You are viewing a plain text version of this content. The canonical link for it is here.
Posted to dev@drill.apache.org by Khurram Faraaz <kf...@maprtech.com> on 2015/06/24 02:28:26 UTC
Wrong results - windowing query over view
Windowing query over a view returns wrong results when used with and
without a group by clause. Please let me know if this is a planning bug ?
Postgres does not support the query where we use a group by.
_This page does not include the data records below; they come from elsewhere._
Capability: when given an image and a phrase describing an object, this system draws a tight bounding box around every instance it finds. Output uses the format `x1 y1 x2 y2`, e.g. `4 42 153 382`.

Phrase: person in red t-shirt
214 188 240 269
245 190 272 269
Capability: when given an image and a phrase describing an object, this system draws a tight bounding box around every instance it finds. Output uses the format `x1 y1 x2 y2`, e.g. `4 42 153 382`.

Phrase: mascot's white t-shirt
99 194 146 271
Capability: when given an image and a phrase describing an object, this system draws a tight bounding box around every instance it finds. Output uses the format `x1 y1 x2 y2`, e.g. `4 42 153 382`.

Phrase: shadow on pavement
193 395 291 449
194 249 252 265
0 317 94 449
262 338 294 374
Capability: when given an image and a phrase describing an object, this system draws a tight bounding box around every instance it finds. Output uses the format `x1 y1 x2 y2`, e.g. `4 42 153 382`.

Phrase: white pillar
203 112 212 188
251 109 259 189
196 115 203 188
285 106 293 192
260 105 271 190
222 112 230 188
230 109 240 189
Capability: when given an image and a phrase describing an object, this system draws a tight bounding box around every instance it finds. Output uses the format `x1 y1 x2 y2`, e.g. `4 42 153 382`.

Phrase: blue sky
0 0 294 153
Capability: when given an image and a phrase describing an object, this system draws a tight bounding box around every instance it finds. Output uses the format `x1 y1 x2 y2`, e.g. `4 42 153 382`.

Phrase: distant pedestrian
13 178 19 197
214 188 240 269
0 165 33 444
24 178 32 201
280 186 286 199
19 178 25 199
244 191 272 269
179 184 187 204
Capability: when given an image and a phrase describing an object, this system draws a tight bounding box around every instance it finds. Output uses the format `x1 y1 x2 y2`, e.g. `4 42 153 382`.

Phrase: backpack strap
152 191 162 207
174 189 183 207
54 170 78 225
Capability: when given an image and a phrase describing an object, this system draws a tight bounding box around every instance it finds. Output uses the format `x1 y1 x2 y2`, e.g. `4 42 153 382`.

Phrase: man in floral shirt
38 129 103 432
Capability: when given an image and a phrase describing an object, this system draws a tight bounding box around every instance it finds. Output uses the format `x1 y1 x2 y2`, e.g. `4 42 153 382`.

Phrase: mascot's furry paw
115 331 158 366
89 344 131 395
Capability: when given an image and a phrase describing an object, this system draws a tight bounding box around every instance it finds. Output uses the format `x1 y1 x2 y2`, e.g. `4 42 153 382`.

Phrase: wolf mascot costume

DDL used for view creation was,
create view vwOnParq (col_int, col_bigint, col_char_2, col_vchar_52,
col_tmstmp, col_dt, col_booln, col_dbl, col_tm) as select col_int,
col_bigint, col_char_2, col_vchar_52, col_tmstmp, col_dt, col_booln,
col_dbl, col_tm from `tblForView/0_0_0.parquet`;
The two queries are,
0: jdbc:drill:schema=dfs.tmp> SELECT MIN(col_int) OVER() FROM vwOnParq;
*+---------+*
*| **EXPR$0 ** |*
*+---------+*
*| *-19 * |*
*| *-19 * |*
*| *-19 * |*
*| *-19 * |*
*| *-19 * |*
*| *-19 * |*
*| *-19 * |*
*| *-19 * |*
*| *-19 * |*
*| *-19 * |*
*| *-19 * |*
*| *-19 * |*
*| *-19 * |*
*| *-19 * |*
*| *-19 * |*
*| *-19 * |*
*| *-19 * |*
*| *-19 * |*
*| *-19 * |*
*| *-19 * |*
*| *-19 * |*
*| *-19 * |*
*| *-19 * |*
*| *-19 * |*
*| *-19 * |*
*| *-19 * |*
*| *-19 * |*
*| *-19 * |*
*| *-19 * |*
*| *-19 * |*
*+---------+*
30 rows selected (0.26 seconds)
Explain plan for the above query
*| *00-00 Screen
00-01 Project(EXPR$0=[$0])
00-02 Project($0=[$9])
00-03 Window(window#0=[window(partition {} order by [] range
between UNBOUNDED PRECEDING and UNBOUNDED FOLLOWING aggs [MIN($0)])])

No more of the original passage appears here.